Enzo didn’t even glance at me. He didn’t dare take his eyes off the man in black.
“You had no right to turn me in,” Chuck said to Enzo. “The girl walked out in front of my car, and you know it. So, what if I was drinking? I would’ve hit her if I was stone-cold sober.”
From the look on Enzo’s face, it was clear he doubted that. I trusted Enzo a thousand times more than this guy.
“You threatened my life, multiple times,” Enzo said. “Both before I enlisted and after my discharge. It’s the reason I settled here instead of Cheyenne.”
The man laughed. “You legit thought I’d hurt you? Dude.”
“You killed a woman.”
“Girl,” Chuck corrected, as though that made it better. “And she walked in front of my car. I think she did it on purpose.”

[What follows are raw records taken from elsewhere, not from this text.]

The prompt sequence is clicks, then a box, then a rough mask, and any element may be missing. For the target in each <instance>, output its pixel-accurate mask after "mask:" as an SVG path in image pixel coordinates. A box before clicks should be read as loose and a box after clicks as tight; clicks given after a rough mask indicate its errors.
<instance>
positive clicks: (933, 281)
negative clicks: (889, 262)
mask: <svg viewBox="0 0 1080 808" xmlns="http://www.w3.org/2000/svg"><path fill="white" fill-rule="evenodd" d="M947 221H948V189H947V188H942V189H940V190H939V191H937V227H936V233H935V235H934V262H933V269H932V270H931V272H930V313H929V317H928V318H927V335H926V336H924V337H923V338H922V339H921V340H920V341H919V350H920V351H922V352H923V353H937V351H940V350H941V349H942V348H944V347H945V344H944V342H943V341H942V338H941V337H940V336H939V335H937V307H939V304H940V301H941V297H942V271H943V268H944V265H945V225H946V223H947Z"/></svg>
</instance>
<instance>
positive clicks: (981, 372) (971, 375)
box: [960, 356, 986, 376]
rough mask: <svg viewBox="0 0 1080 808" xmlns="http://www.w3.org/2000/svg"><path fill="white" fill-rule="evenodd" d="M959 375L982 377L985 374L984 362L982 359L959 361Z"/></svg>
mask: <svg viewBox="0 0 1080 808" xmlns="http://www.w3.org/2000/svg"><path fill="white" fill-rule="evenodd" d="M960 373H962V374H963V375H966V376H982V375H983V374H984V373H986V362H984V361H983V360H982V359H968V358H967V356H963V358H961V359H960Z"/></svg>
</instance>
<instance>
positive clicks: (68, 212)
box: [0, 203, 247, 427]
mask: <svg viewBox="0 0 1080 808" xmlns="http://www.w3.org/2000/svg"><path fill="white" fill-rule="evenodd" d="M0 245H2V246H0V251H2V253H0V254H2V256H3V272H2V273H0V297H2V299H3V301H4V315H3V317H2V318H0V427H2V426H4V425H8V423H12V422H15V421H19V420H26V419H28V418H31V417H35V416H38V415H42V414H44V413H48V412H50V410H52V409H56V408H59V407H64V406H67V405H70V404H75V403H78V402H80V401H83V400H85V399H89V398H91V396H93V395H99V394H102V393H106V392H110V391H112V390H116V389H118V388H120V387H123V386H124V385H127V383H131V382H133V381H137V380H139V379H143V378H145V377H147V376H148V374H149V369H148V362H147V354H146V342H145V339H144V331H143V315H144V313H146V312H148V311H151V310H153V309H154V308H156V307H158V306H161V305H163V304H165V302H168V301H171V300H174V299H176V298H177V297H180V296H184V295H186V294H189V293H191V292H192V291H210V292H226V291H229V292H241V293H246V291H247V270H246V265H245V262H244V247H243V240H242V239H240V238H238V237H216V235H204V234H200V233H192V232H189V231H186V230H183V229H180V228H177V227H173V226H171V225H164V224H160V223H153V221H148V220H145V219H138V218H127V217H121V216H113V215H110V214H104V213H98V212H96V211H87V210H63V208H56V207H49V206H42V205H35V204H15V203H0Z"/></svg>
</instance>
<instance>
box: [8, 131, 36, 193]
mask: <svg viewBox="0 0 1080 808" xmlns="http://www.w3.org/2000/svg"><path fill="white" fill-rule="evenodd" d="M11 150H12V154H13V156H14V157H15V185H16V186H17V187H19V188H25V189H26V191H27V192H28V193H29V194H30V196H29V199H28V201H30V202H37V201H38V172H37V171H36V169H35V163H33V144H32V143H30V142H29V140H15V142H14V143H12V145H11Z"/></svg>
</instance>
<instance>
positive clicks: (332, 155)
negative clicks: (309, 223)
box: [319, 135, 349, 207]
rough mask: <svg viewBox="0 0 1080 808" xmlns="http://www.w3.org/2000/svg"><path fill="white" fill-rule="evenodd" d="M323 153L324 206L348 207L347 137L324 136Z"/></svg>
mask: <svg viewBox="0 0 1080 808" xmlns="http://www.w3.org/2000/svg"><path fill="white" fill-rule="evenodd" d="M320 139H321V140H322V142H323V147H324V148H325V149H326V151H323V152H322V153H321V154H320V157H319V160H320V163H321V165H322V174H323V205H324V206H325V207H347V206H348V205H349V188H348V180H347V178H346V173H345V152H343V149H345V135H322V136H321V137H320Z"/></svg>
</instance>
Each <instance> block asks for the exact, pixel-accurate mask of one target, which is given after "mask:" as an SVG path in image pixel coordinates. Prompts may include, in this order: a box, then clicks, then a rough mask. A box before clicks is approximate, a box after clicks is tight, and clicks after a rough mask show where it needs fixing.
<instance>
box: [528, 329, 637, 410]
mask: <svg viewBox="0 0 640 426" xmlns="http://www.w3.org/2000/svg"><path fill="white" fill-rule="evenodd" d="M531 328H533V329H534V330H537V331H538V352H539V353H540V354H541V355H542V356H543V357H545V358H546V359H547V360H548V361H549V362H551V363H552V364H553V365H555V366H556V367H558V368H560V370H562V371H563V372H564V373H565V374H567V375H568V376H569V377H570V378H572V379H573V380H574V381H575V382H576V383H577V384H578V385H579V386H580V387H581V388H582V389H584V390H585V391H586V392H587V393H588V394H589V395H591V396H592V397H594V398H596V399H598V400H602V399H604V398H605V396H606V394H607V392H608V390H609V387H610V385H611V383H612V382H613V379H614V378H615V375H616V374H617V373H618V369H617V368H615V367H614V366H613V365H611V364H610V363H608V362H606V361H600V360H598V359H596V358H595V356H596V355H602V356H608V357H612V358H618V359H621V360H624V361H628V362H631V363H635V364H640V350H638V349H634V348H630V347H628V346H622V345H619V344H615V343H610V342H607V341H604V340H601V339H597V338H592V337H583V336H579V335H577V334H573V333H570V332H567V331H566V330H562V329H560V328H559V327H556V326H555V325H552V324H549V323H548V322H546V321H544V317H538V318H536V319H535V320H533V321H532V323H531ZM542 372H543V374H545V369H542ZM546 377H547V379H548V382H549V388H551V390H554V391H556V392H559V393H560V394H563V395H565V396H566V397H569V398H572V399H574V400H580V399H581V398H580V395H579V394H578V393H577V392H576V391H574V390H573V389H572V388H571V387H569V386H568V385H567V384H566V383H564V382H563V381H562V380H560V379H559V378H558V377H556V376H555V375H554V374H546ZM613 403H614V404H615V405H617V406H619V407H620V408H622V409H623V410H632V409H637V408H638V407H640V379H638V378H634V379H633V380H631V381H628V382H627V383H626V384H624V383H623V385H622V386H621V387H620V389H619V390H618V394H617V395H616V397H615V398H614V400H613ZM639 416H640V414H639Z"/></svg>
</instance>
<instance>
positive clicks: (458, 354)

“I was in the car when it happened. You fled the scene. Until I went to the police, her family had no idea what happened.”
“Did it fix anything, having them know? She’s still dead.”
This conversation was getting nowhere. Enzo could reason all he wanted, but this guy wasn’t going to budge on trying to justify what he did.
So I jumped in. “Why are you here? You came to town looking for Enzo.”
“Good question,” Enzo said. “If you aren’t here to follow through on your threats, why are you here?”
“A buddy shared your little video with me,” Chuck said, looking at me.
That look creeped me out. I had to resist the urge to step back and put some distance between us. Luckily, he flipped that stare back to Enzo.
“Really, I guess I was just looking for some closure myself,” Chuck said.
“What kind of closure?” Enzo asked.
Chuck shrugged. Suddenly, he didn’t look nearly as scary.
“I guess I’m looking to find out why you did it, man. We were good friends until you ratted me out.”
Enzo straightened, squaring his shoulders. This was a true showdown.
“Correction,” Enzo said, a muscle in his jaw twitching as his eyes filled with fury. “We were good friends until you ran over a seventeen-year-old girl and left her for dead. We were good friends until you ignored me shouting for you to go back. We were good friends until you threatened me with your dad’s gun, saying you would use it on me if I said a word to anyone about what happened.”
“And then you took off for the military,” Chuck pointed out.
“But when I returned home to find the town still talking about it, I finally turned you in.”
“Yeah, well you see where that got you,” Chuck said. “I did my time, and now I’m free and clear.”
This guy was a criminal, but he didn’t seem to be part of some big, organized crime syndicate. That seemed comforting to me, but I wasn’t sure it should be.
“I made a mistake,” Chuck said. “A mistake that cost someone her life. What was it to you, anyway?”
Enzo narrowed his eyes. “I let you slide for twenty years. The family had no idea what happened to Pamela. Your arrest gave them closure.”
“And landed me in the slammer for two years.”
“Two years is a small price to pay, considering you get to walk around while Pamela never even saw her eighteenth birthday.”
“If you really wanted to do the right thing, wouldn’t you have done it earlier?” Chuck asked.